Our Lady is the Queen of Heaven and
Earth and, at the same time, our mother. We enter the month of May with
this conviction, and it becomes more deeply rooted in us when we leave
it, strengthening our faith and increasing our fortitude. May teaches us
to love Mary Most Holy for the glory she rightly possesses and for all
that she represents in the plans of Divine Providence. It also teaches
us to be more constant in our filial union with Mary.
Children
are never more sure of the loving vigilance of their mothers than when
they suffer. All of mankind suffers today; all peoples suffer —and in
every conceivable way.
Windstorms of impiety and skepticism sweep
through minds, and crazy whirlwinds of all types of messianism
devastate them. Nebulous, confused and rash ideas filter into every
milieu and mislead not only the wretched and the lukewarm, but sometimes
even those of whom greater constancy in the Faith is expected.
Those
who are tenaciously faithful to the fulfillment of duty suffer from all
the adversity they meet by their fidelity to the Law of Christ. Yet
those who transgress the Law also suffer, for without Christ every
pleasure is nothing but bitterness, and every joy is a lie.
Hearts
suffer, torn by the revolutionary psychological war, which is so
intense in our days. Bodies suffer, impoverished by work, undermined by
malady, overwhelmed by necessities of every kind.
The
contemporary world could be likened to the time when Our Lord was born
in Bethlehem: Its tortured mouth opens with a loud and agonizing groan,
the groan of the evildoers who live far removed from God and the groan
of the just who live tormented by the evildoers.
The more somber
circumstances become and the more excruciating sundry pains grow, the
more we should ask Our Lady to put an end to so much suffering—not
merely for our own relief, but for the greater benefit of our souls.

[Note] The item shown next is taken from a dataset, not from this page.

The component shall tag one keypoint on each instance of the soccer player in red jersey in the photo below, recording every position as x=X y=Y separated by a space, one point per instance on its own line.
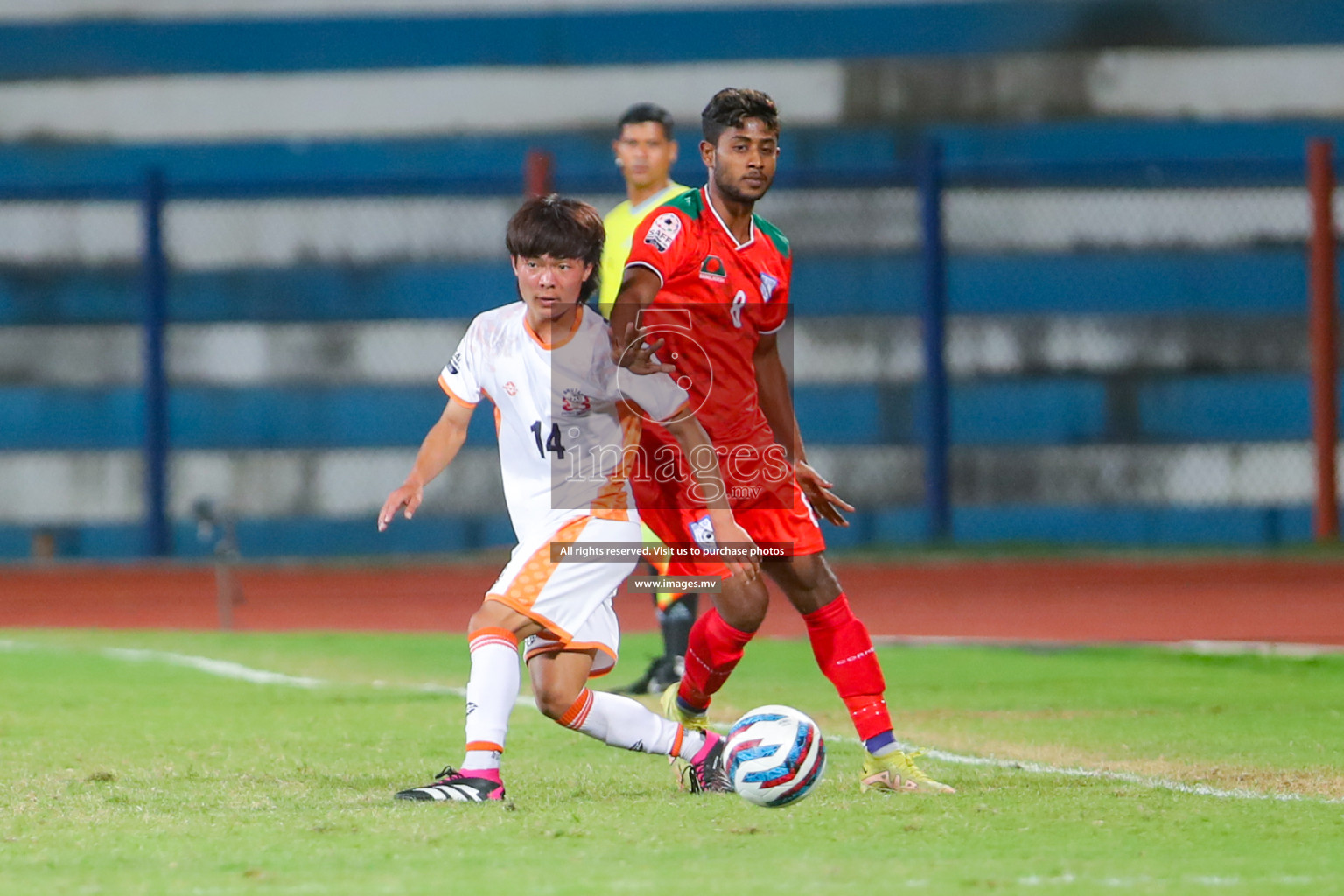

Sacred theology says that Our Lady's prayers anticipated the moment of
the world's redemption by the Messias. At this anguished moment in
history then, let us turn our eyes to Our Lady with confidence, asking
her to hasten the great moment we all await, when a new Pentecost will
kindle beacons of light and hope in this darkness and restore the
kingdom of Our Lord Jesus Christ on earth.
We should be like
Daniel, whom Holy Scripture describes as the "desideriorum vir," that
is, a man full of great desires. Let us desire many great things for the
glory of God. Let us always ask Our Lady for everything. And let us,
above all, ask her for that which the Sacred Liturgy beseeches of God:
"Emitte Spiritum tuum et creabuntur, et renovabis faciem terrae" (Send
forth Thy Spirit, and they shall be created; and Thou shalt renew the
face of the earth). We should ask, through the mediation of Our Lady,
that God once again send us the Holy Ghost with the plenitude of His
gifts so that His kingdom may be created anew and be purified by a
renewal of the face of the earth.
In the Divine Comedy, Dante
wrote that praying without the patronage of Our Lady is like wanting to
fly without wings. Let us then confide to Our Lady this heartfelt
yearning and desire. The hands of Mary will be for our prayer a pair of
pure wings that will carry it with certainty to the throne of God.